As duas grandes escolas juntas amargam um jejum de 50 anos sem título

Por O Dia

Rio - Elas foram consideradas escolas de samba de destaque, mas não conquistavam o título há décadas. Juntas, Mocidade e Portela somam um jejum de 50 anos sem campeonato. Neste Carnaval, tudo indica que será diferente.

De um lado, a escola de Padre Miguel aposta as suas fichas em seu novo contratado, o carnavalesco Paulo Barros, detentor dos títulos de 2012 e 2014 na Sapucaí. Do outro, a Azul e Branca de Madureira, sob nova direção, já mostrou que tem potencial para chegar na frente, após o terceiro lugar em 2014. Apesar do favoritismo delas, outras grandes escolas estão no páreo, e a troca de 20 dos 36 jurados será o ‘X’ da questão.

“Podemos ter o Carnaval do improvável este ano. As escolas que têm tudo para surpreender, Portela e Mocidade, são as que não ganham há anos”, apontou o comentarista de Carnaval Fábio Fabato. Nas duas agremiações, no entanto, está proibido cantar vitória antes do tempo. Desde quando pisou na Mocidade, Paulo Barros fez questão de dividir sua responsabilidade com os componentes.

A Vila Isabel promete fazer um desfile de superação para apagar de vez o vexame do desfile passado%2C quando centenas de componentes foram para a Sapucaí sem fantasiaCarlos Moraes / Agência O Dia

“Sempre faço com que eles (os integrantes) entendam que o Carnaval é uma engrenagem e que todos têm papel fundamental dentro disso”, declarou Barros.

O mesmo clima ronda a Portela. “O portelense está preparado para lutar pelo título, mas sempre com o pé no chão”, apontou o presidente da Azul e Branca, Sérgio Procópio. “A Mocidade pode ser a grande surpresa e a Portela está em sua melhor fase”, resumiu o escritor de livros sobre Carnaval, Julio Cesar Farias.

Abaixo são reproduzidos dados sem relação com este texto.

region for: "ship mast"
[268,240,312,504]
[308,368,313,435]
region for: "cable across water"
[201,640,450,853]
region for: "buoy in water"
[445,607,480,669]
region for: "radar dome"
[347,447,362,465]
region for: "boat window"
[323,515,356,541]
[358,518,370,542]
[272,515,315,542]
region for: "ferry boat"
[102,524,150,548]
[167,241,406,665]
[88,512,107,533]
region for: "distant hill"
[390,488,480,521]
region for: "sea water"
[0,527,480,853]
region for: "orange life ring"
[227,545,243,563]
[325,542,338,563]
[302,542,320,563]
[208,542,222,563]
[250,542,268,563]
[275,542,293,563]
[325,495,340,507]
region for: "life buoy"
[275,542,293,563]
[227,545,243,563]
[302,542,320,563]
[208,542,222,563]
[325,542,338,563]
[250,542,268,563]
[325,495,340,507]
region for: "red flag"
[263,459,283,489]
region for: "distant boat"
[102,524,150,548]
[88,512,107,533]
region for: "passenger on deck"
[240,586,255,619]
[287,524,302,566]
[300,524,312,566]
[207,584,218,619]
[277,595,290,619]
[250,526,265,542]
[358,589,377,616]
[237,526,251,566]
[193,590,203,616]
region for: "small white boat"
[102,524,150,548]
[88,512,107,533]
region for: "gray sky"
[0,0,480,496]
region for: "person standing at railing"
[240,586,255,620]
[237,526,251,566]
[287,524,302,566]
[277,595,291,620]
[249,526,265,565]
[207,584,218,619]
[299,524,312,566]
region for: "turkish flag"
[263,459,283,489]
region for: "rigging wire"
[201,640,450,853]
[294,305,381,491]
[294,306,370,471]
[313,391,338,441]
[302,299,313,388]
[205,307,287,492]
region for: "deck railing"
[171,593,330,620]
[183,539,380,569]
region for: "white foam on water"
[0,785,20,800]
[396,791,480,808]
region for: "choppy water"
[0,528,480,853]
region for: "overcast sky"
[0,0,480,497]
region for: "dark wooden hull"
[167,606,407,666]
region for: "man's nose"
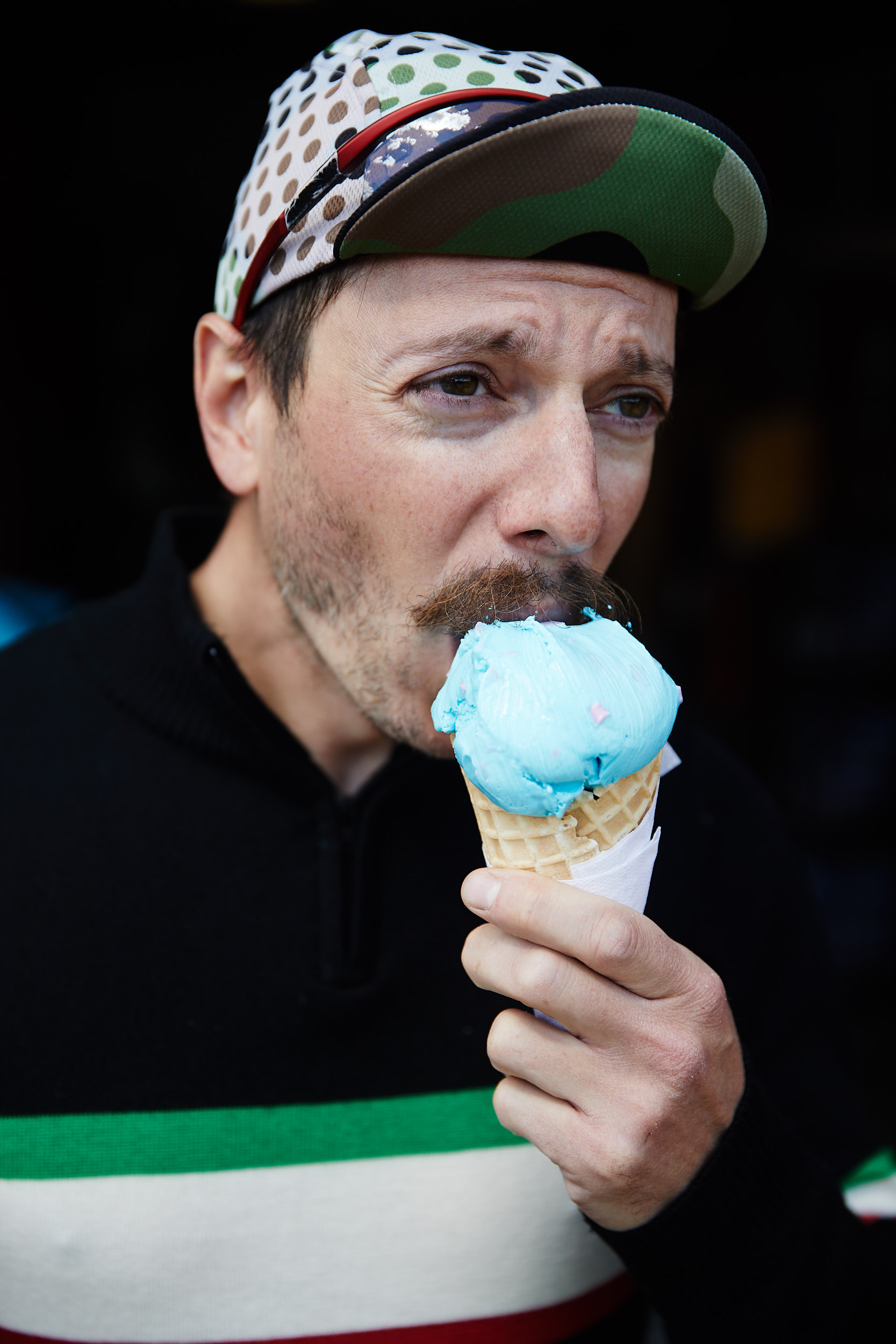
[498,403,603,556]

Por fora, a corrida para estar entre as melhores na elite do samba é intensa. Neste domingo, o público vai acompanhar parte dela. A grande prova de superação ficará a cargo da Vila Isabel, a quarta a desfilar. A escola quer apagar de vez as falhas cometidas no ano passado, quando chegou em décimo lugar após apresentar centenas de componentes sem fantasia. Já a Mangueira, segunda a pisar na Sapucaí, homenageia mulheres de sua história e tem como locomotiva a comunidade, que se apaixonou pelo enredo. O Salgueiro está na briga e promete espetáculo com seu desfile orçado em R$ 11 milhões.